Everyone claims to offer fee structures that are alternatives to the billable hour. Frequently, these “alternatives” are nothing more than estimated hours x hourly rates, plus “a little cushion.” So clients should ask:
1. How did you determine your alternative fee? What metrics did you examine? What factors did you consider? What experience did you draw on? Can I see your worksheet?
If the lawyer mentions hours, that have provided only a surrogate hourly rate number. But its locked in. Early settlement? Client loses. Case goes the distance? Law firm covered. That is not risk sharing under any definition.
Everyone knows that those who are serious about alternative fees have learned to handle things differently? Legal Project Management. Lean Six Sigma. Project Management. Process Mapping. Those words mean something to those truly committed to alternatives because these are among the things that drive the cost of production down (and hence increase profit margins).
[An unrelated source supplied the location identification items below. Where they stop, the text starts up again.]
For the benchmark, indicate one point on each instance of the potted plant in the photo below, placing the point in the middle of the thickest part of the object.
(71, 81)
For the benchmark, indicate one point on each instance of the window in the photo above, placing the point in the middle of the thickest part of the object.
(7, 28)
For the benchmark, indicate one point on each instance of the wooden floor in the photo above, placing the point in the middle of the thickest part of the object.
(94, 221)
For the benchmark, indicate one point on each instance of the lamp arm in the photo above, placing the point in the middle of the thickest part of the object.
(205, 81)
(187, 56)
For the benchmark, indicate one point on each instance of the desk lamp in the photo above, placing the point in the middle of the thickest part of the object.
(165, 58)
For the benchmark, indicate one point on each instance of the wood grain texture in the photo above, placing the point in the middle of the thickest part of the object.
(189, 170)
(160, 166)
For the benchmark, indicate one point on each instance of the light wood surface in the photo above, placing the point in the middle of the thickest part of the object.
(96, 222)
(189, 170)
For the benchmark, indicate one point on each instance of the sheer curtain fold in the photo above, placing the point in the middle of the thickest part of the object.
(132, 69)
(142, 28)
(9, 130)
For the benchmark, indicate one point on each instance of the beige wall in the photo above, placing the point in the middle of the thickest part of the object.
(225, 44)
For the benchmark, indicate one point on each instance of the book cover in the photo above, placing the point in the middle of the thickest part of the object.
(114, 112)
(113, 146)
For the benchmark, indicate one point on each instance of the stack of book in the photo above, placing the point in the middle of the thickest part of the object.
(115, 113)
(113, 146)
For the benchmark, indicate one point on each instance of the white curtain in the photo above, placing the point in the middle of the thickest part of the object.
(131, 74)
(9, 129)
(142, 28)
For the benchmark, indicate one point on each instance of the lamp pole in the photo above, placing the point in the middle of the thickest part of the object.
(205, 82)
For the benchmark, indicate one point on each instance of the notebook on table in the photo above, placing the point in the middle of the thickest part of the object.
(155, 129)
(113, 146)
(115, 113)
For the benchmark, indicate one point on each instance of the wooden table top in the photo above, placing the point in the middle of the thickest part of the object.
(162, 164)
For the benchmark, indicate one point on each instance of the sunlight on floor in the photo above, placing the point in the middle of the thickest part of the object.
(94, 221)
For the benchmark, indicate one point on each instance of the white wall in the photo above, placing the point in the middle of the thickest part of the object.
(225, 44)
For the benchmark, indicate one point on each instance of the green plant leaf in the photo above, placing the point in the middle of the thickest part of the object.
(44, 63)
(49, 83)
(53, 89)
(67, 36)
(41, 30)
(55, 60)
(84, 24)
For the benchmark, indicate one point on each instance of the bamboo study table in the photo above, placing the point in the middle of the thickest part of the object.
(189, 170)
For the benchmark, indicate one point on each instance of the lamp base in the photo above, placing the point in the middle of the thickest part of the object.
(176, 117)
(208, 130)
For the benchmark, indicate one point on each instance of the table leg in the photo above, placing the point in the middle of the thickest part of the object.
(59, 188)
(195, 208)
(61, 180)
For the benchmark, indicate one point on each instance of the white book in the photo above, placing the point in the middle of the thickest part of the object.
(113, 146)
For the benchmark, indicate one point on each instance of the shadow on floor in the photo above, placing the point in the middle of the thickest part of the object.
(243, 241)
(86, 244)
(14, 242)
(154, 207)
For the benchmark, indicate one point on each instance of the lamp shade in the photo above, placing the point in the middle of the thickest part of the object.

2. How do you handle cases differently under the alternative fee you quoted than you would if you were billing by the hour?
If the answer is “we don’t,” they you need to ask “how are you doing things differently now than you were three years ago? Be specific.” The questions should elicit some specific response—changed staffing, great risk-taking, more partner involvement at the front end–something to show the manner of handling has changed significantly.
If the answer is that there is a difference in how the cases are handled, ask if the changes are designed to improve the firm’s efficiency and reduce the cost of handling the matter. The answer must be yes or the firm is too stupid to let them work for you . Once they answer yes, ask why they are doing those things when it benefits them (lower cost equal higher profit margin) but not when it would benefit you (cost plus billing)? There is no acceptable answer.
Everyone knows there is a huge amount of fat built into litigation, particularly in the process pieces of litigation. So clients should ask:
3. What is your disaggregation strategy, and why?
If there is no disaggregation strategy, the firm hasn’t eliminated the fat. It’s just that simple. The best answer, in my view, will be that document review (not just first level review, but all review right up until partners lay hands on the documents) should be outsourced. There are professional reviewers who do more, at a higher quality and provide more useful work product, than any law firm could consider, for a fraction of the cost. The cost difference is quantifiable. And the difference is money in your (the client’s) pocket.
Ask the questions. Don’t accept the standard lawyer pablum as an answer.